JPMorgan grabs retailer's loan portfolio.

JPMorgan's (JPM) going shopping again.

Amid pressure from activist investor William Ackman and rising loan defaults, Target (TGT) agreed to sell JP Morgan 47% of its credit card business for $3.6 billion. The Wall Street Journal reports the sale fetched nearly twice the expected price, providing the retailer some much needed capital to open new stores, repay debt and buy back shares.

The division has been a source of angst for management since last September. Ackman and other shareholders pushed for a spin-off of the unit, but no buyers emerged. In March, despite worsening economic conditions, the company saw outstanding credit card loans jump even as defaults inched higher. This trend is particularly troublesome, especially as most financial institutions scale back lending operations. Higher balances and higher losses signal more trouble ahead.

The purchase is not JPMorgan's first foray into the private-labeled credit card business; it already owns portfolios backed by loans issued by Kohl's Corp (KSS) and Circuit City (CC). The bank hopes to cross-sell new customers with other banking products.

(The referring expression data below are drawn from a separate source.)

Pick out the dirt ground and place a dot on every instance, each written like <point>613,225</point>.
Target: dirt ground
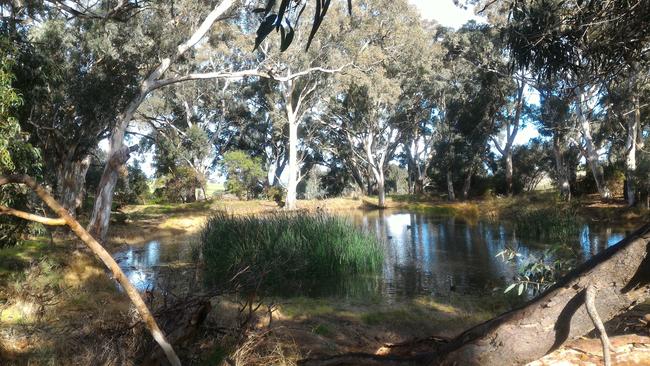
<point>57,306</point>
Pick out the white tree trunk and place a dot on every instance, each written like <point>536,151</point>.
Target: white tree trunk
<point>292,168</point>
<point>119,154</point>
<point>562,175</point>
<point>509,171</point>
<point>71,181</point>
<point>591,154</point>
<point>450,186</point>
<point>631,146</point>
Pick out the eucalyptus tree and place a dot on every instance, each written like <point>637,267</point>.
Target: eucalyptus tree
<point>419,107</point>
<point>555,121</point>
<point>306,79</point>
<point>17,155</point>
<point>68,78</point>
<point>509,120</point>
<point>583,44</point>
<point>471,100</point>
<point>364,115</point>
<point>625,96</point>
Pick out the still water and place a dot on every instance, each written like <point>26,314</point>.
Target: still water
<point>424,255</point>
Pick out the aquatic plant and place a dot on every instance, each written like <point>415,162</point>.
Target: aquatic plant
<point>552,223</point>
<point>285,253</point>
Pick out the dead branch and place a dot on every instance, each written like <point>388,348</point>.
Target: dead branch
<point>99,251</point>
<point>590,296</point>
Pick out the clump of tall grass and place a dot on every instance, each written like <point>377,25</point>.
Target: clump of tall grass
<point>286,253</point>
<point>549,223</point>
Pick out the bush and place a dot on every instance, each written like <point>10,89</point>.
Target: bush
<point>243,174</point>
<point>132,189</point>
<point>276,194</point>
<point>281,254</point>
<point>553,223</point>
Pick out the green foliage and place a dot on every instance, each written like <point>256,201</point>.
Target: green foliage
<point>244,174</point>
<point>548,223</point>
<point>313,186</point>
<point>17,156</point>
<point>178,186</point>
<point>537,273</point>
<point>133,188</point>
<point>285,254</point>
<point>397,180</point>
<point>276,194</point>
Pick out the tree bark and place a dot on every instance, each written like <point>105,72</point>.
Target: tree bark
<point>100,252</point>
<point>509,171</point>
<point>622,275</point>
<point>468,180</point>
<point>381,190</point>
<point>292,167</point>
<point>450,186</point>
<point>562,175</point>
<point>633,123</point>
<point>71,182</point>
<point>591,152</point>
<point>98,225</point>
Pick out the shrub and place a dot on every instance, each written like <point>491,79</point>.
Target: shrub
<point>284,254</point>
<point>243,174</point>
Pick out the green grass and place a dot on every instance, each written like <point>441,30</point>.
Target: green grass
<point>550,223</point>
<point>287,254</point>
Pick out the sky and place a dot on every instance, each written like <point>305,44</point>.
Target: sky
<point>444,12</point>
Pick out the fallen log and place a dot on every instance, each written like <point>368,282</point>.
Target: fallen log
<point>66,219</point>
<point>622,275</point>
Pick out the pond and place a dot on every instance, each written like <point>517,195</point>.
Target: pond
<point>425,255</point>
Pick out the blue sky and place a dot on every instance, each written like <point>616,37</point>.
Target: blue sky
<point>444,12</point>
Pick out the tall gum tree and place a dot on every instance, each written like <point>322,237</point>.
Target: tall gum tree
<point>119,153</point>
<point>387,42</point>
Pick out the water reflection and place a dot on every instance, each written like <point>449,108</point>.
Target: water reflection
<point>427,255</point>
<point>145,266</point>
<point>424,255</point>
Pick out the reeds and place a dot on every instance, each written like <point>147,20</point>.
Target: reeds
<point>285,253</point>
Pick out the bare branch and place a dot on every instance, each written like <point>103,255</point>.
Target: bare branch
<point>31,217</point>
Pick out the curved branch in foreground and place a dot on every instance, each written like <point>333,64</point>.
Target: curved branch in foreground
<point>622,275</point>
<point>8,211</point>
<point>98,250</point>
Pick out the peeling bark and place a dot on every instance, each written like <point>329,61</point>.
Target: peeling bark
<point>622,275</point>
<point>101,253</point>
<point>71,182</point>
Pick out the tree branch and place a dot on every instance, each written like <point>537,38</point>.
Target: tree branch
<point>106,258</point>
<point>31,217</point>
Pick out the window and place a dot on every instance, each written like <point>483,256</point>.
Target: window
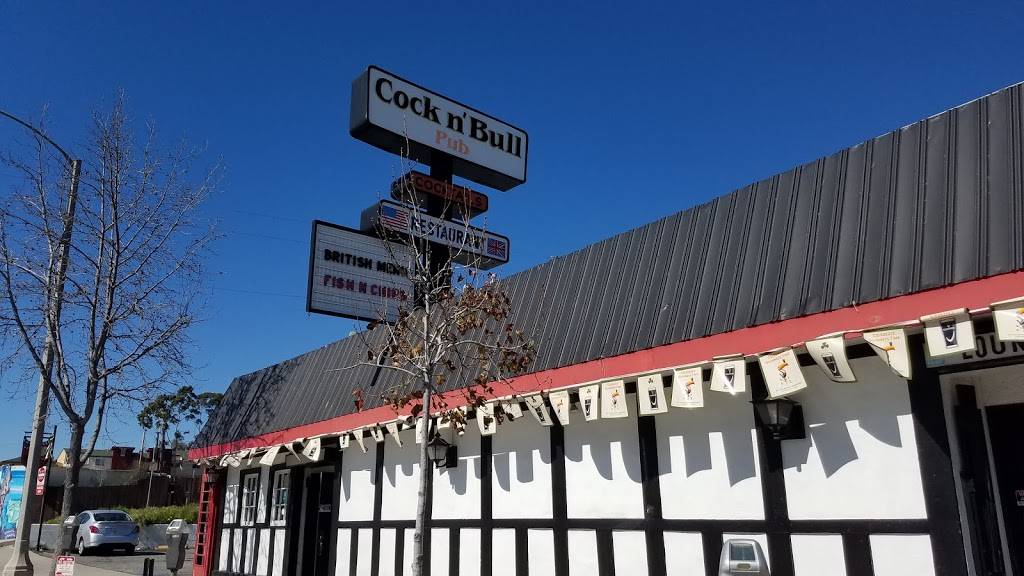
<point>279,502</point>
<point>249,488</point>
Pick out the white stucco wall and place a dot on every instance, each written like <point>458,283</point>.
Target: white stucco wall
<point>583,552</point>
<point>357,482</point>
<point>401,476</point>
<point>457,491</point>
<point>818,554</point>
<point>521,470</point>
<point>860,456</point>
<point>503,551</point>
<point>899,554</point>
<point>387,551</point>
<point>683,552</point>
<point>708,460</point>
<point>602,467</point>
<point>631,551</point>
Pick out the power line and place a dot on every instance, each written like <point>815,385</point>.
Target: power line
<point>257,292</point>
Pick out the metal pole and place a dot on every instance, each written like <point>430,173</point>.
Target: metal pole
<point>46,487</point>
<point>19,564</point>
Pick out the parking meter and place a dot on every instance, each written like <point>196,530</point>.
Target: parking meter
<point>69,531</point>
<point>177,537</point>
<point>742,558</point>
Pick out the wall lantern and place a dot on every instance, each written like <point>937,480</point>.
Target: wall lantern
<point>442,454</point>
<point>781,417</point>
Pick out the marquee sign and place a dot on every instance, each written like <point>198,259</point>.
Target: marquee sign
<point>357,276</point>
<point>403,118</point>
<point>473,246</point>
<point>464,202</point>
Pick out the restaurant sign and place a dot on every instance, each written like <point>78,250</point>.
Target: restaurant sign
<point>356,276</point>
<point>471,246</point>
<point>403,118</point>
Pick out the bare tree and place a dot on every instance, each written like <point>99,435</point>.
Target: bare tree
<point>133,243</point>
<point>457,332</point>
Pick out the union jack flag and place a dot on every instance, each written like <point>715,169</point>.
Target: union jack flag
<point>394,217</point>
<point>497,248</point>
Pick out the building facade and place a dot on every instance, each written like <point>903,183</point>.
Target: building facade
<point>902,458</point>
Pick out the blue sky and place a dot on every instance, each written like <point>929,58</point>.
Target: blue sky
<point>633,113</point>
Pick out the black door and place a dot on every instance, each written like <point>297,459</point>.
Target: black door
<point>318,520</point>
<point>1006,428</point>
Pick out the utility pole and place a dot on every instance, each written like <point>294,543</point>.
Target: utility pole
<point>19,564</point>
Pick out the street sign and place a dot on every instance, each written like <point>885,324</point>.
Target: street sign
<point>66,566</point>
<point>355,275</point>
<point>463,202</point>
<point>472,246</point>
<point>403,118</point>
<point>41,481</point>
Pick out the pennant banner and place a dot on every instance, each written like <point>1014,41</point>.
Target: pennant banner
<point>891,345</point>
<point>948,333</point>
<point>782,373</point>
<point>588,402</point>
<point>485,419</point>
<point>687,387</point>
<point>1009,318</point>
<point>539,409</point>
<point>512,409</point>
<point>392,430</point>
<point>560,405</point>
<point>829,355</point>
<point>313,450</point>
<point>729,374</point>
<point>613,400</point>
<point>650,395</point>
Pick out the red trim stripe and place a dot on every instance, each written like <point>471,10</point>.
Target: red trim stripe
<point>975,294</point>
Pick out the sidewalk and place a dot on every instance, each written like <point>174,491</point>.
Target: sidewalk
<point>43,565</point>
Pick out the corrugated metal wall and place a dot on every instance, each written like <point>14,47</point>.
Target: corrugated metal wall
<point>934,203</point>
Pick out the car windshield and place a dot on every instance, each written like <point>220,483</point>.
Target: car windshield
<point>111,517</point>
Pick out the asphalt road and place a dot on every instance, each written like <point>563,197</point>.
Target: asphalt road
<point>118,562</point>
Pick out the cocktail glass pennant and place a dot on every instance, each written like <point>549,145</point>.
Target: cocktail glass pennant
<point>650,395</point>
<point>890,344</point>
<point>1009,319</point>
<point>312,449</point>
<point>392,429</point>
<point>539,409</point>
<point>512,409</point>
<point>948,333</point>
<point>781,372</point>
<point>485,419</point>
<point>829,354</point>
<point>560,405</point>
<point>269,456</point>
<point>613,400</point>
<point>589,402</point>
<point>729,373</point>
<point>687,387</point>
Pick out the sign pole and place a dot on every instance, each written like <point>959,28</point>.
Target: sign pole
<point>46,483</point>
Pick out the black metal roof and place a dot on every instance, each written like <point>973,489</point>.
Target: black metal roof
<point>938,202</point>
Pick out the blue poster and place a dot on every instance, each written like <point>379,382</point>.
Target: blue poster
<point>11,486</point>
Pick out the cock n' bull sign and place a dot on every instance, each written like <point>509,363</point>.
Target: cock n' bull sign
<point>386,110</point>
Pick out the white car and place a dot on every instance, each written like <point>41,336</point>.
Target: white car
<point>105,530</point>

Target has followed these and other retailers in jettisoning its credit card business, once a reliable source of profits. During good economic times, consumer loan portfolios are relatively easy to manage. However, as credit conditions deteriorate, losses continue to mount. Higher delinquencies wipe out profits and erode balance sheets. Loan loss reserves tie up precious hoards of cash.

The consumer is increasingly being forced to choose which debt payments to make and which to let slip. The phenomenon of borrowers walking away from mortgages is proof of how significant these decisions are becoming for certain Americans.

The credit bubble produced a buffer zone, a false sense of security facilitating lifestyles that outpaced means. Now, as access to home equity lines, credit cards and all types of debt dries up, previously comfortable consumers are being forced to cut back. The fortunate can simply rein in expenditures, but those who got too far forward on their skis face a steeper slope ahead.